Well, in the vast majority of cases we lose the north of the real reason for our anger . We end up angry with ourselves, or with third parties, and on many occasions leaving our original need unfilled, and even giving rise to the creation of new needs, due to the anger itself.

Maybe your anger has appeared because you were tired or you needed to be recognized for your work or simply because you needed a little bit of tranquility and there is a terrible ruckus ...

The reasons can be endless but, many times, nwe focus so much on the attitude of the other person that our anger ends up not achieving its true purpose , which is that your need is covered or, at least, validated.

Trying to prevent anger

Ideally, when we detect ourselves in a state of anger, let's investigate a little more.

Ask yourself:

What are you missing? What need do you not have covered? Why is your body reacting like this?

Ok, we've seen your anger ... now we go to the other side:

"But what happens to the other person?!" ... "Do not you see what you need?!" ... "How can you be so selfish !?"

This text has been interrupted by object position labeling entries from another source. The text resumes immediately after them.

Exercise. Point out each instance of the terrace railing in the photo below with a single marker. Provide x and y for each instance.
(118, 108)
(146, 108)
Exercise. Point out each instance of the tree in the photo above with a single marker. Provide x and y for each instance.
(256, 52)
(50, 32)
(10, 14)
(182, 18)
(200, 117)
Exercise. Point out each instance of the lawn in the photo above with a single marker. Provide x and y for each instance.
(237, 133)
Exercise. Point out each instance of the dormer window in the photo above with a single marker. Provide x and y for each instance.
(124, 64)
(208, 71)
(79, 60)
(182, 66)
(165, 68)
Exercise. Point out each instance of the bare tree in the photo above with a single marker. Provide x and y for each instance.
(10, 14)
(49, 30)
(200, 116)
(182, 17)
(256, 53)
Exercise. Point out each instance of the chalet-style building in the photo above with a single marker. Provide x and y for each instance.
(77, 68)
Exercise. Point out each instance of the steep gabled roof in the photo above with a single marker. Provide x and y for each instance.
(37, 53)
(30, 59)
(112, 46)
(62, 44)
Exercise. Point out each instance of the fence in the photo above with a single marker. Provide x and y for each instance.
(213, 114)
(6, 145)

That is what we generally think and, sometimes, we even say without realizing that the other person also has their needs. So now, we are going to try to manage in a correct way the moments of anger that we all have on occasion.

Managing the moments of anger step by step

1. Analyze why you get angry

Close your eyes for a moment and think of an argument or an anger that you have recently had with someone (your partner, a co-worker, your son) ... What happened?

Surely you had some totally valid reason to feel bad and that's why your anger was fired to come out in your defense . But you must take into account several things. Let's continue. Close your eyes again but now focus on the real need you had when your anger appeared, you needed silence, you needed fun, love, recognition, what was your real need?

And, now, let's change our role.

What reason could your partner, co-worker or your son have to act as he did? What unmet need was there behind?

Imagine that you are the other person ...What need do you think you can have? You need to replenish energy, respect, play ...

How do you see the discussion now? Do you still see it from your self?

Have you been able to empathize with the other person and see or feel their other need? From this place, would you have acted otherwise?

Personally I think that none of us voluntarily seeks a discussion , however, many times we find two completely opposite needs not met (ours and the other person's), to which neither of us knows how to name or communicate properly and this makes us unwittingly become a conflict.

2. Take a breath and think about the needs of each one

The next time you detect that your automatic of anger is triggered ... Stop and ask yourself:

What need of mine is not being covered? And then ask yourself, What possible need of the other person is not being covered?

If in a discussion we try to cover both needs, from humility, from tranquility, from the perspective that no need is more important than the other, but are different and valid needs, at that moment and in both people, then the discussion has ended.

3. Reinterpret conflicts and give them a positive exit

Turn your conflicts into a search for solutions , trying to cover both needs as much as possible, and validating both needs as legitimate and equally important.

Sometimes we can not cover both needs at the same time, but we can always resolve the conflict by validating both needs as important and looking for a possible solution even if some, a little more is postponed.

I propose that in your next discussion you start by asking yourself:

What do I need? ... And the other person, what do you need?

What are the needs that are not being met?

You will see how your anger will automatically diminish.


5 Keys to Controlling Anger (May 2021).